Factorial Analysis of Variance: In-Depth Notes for Psychology Statistics Exam
Basic Logic of Factorial Designs and Interaction Effects
- Importance of Factorial Designs in Psychology
- Most behaviors are influenced by multiple variables.
- Factorial research design:
- Examines the effect of two or more variables simultaneously.
- More efficient than single-variable designs.
- Effects to Consider:
- Additive effects: One variable has an impact when considered alone or with another variable.
- Interaction effects:
- Occur when the combination of variables produces a unique effect not seen when examining variables independently.
- Variables that change the relationships among others are called moderators.

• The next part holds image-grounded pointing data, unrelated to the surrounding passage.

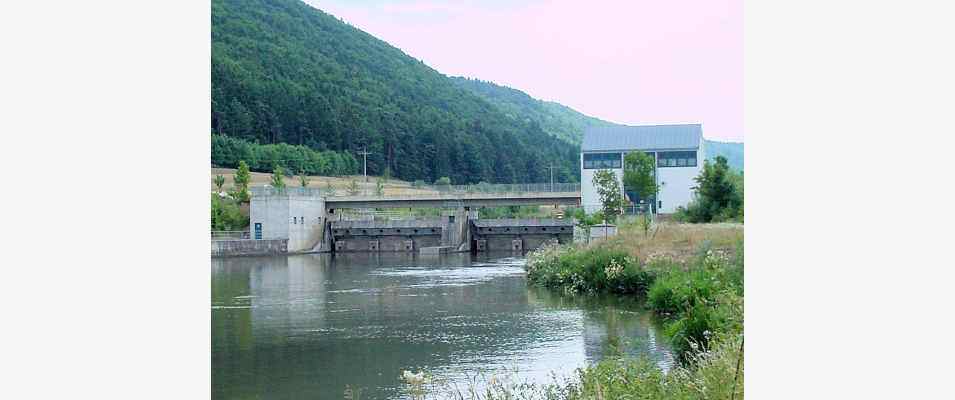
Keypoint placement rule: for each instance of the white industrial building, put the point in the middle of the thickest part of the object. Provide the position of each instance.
(677, 149)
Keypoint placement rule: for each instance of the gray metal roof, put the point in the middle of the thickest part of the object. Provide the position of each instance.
(644, 137)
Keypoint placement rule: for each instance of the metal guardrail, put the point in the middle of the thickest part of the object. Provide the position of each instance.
(421, 190)
(231, 235)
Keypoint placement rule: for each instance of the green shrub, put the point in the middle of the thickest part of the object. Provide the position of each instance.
(226, 215)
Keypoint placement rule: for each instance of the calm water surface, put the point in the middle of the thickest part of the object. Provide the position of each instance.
(304, 327)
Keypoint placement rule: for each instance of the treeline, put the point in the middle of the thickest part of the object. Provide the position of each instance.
(554, 118)
(227, 152)
(284, 72)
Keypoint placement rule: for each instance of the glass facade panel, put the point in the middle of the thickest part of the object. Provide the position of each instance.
(677, 159)
(602, 160)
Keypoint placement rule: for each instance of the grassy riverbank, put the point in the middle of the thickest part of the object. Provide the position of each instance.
(691, 276)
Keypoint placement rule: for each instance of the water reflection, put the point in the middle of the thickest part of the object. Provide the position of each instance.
(305, 326)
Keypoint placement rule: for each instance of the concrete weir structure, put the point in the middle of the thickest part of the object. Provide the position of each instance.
(308, 220)
(519, 234)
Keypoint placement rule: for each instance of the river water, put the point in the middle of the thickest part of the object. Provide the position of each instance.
(305, 326)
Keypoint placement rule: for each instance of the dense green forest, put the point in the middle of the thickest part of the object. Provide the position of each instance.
(567, 123)
(554, 118)
(284, 72)
(295, 159)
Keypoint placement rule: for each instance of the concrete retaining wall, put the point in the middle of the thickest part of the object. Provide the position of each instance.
(227, 248)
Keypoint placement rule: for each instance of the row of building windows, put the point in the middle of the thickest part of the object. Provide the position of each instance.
(677, 159)
(664, 159)
(602, 160)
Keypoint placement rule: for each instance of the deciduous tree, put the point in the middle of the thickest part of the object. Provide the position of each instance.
(611, 197)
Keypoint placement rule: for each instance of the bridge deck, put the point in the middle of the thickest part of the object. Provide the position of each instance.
(455, 200)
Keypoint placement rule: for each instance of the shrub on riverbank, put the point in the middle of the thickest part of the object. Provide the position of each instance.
(588, 270)
(698, 299)
(714, 374)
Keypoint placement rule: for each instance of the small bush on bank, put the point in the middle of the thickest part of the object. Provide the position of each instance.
(697, 300)
(588, 270)
(719, 195)
(226, 215)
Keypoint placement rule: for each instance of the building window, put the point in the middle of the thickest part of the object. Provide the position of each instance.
(602, 160)
(677, 159)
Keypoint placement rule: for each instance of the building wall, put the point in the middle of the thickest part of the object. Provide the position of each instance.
(228, 248)
(273, 213)
(306, 215)
(296, 218)
(676, 184)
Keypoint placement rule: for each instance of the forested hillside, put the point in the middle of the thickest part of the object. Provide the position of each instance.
(554, 118)
(284, 72)
(567, 123)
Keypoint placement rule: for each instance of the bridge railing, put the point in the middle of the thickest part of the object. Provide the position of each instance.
(420, 190)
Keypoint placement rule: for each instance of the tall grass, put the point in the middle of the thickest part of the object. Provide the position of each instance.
(700, 298)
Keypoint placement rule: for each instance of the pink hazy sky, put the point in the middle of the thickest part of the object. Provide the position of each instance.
(631, 62)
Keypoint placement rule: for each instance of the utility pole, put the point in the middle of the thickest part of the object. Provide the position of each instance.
(551, 168)
(365, 153)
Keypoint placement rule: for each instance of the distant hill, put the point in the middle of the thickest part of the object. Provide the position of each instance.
(554, 118)
(565, 122)
(285, 72)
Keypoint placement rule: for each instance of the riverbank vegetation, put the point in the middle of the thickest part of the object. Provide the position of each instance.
(227, 214)
(691, 277)
(719, 195)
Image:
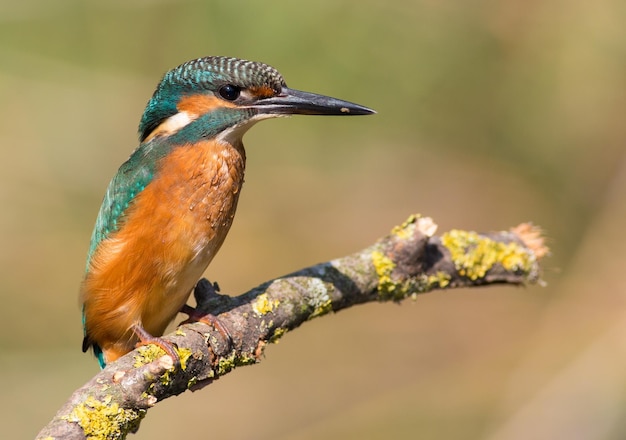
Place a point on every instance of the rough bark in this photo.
(409, 261)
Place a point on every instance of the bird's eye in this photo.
(229, 92)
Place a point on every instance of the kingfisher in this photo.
(168, 209)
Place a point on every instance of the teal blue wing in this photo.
(131, 178)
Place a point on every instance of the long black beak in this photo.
(296, 102)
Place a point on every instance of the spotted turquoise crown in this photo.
(204, 74)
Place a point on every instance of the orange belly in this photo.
(144, 272)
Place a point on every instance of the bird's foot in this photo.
(205, 291)
(146, 338)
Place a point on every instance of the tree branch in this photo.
(409, 261)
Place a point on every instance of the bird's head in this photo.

Relationship Between ANOVA Types
- One-way ANOVA:
- Evaluates the impact of one grouping variable.
- Two-way ANOVA:
- Examines two grouping variables.
- Each grouping variable is considered a "way" in the analysis.
Main Effects
- Definition:
- A main effect exists when the average result for a grouping variable is significant, regardless of other variables.
- Key terms:
- Cell: Each unique combination of conditions in a factorial design.
- Example: In a $2 imes 2$ factorial design, there are four conditions (cells).
- Cell Mean: Average score of a particular condition.
- Marginal Means: Averages calculated for one grouping variable across all levels of another.
Recognizing and Interpreting Interaction Effects
- Characteristics of Interaction Effects:
- The effect of one variable is influenced by the level of another.
- To identify interaction effects, observe the patterns of cell means.
- An interaction effect is indicated when differences in means vary across different levels of the other variable.
Two-Way ANOVA: Understanding F Ratios
- Main Effects:
- Column Main Effect:
- Numerator: Between-groups variance (variation between column marginal means).
- Denominator: Within-groups variance (average variance from each cell).
- Row Main Effect:
- Similar structure as column main effect but based on row marginal means.
- Interaction Effect:
- Uses means from diagonals in the design for its estimation.
Relation of Interaction and Main Effects
- Complex Relationships:
- A study can show main effects without interactions and vice versa, making interpretation more complex when interactions exist.
Assumptions of Two-Way ANOVA
- The populations should:
- Follow a normal distribution.
- Exhibit equal variances.
- These assumptions hold true for the populations in each cell of the analysis.
Controversies and Limitations
- Dichotomizing Numeric Variables:
- Use of median splits can lead to loss of information and is often controversial.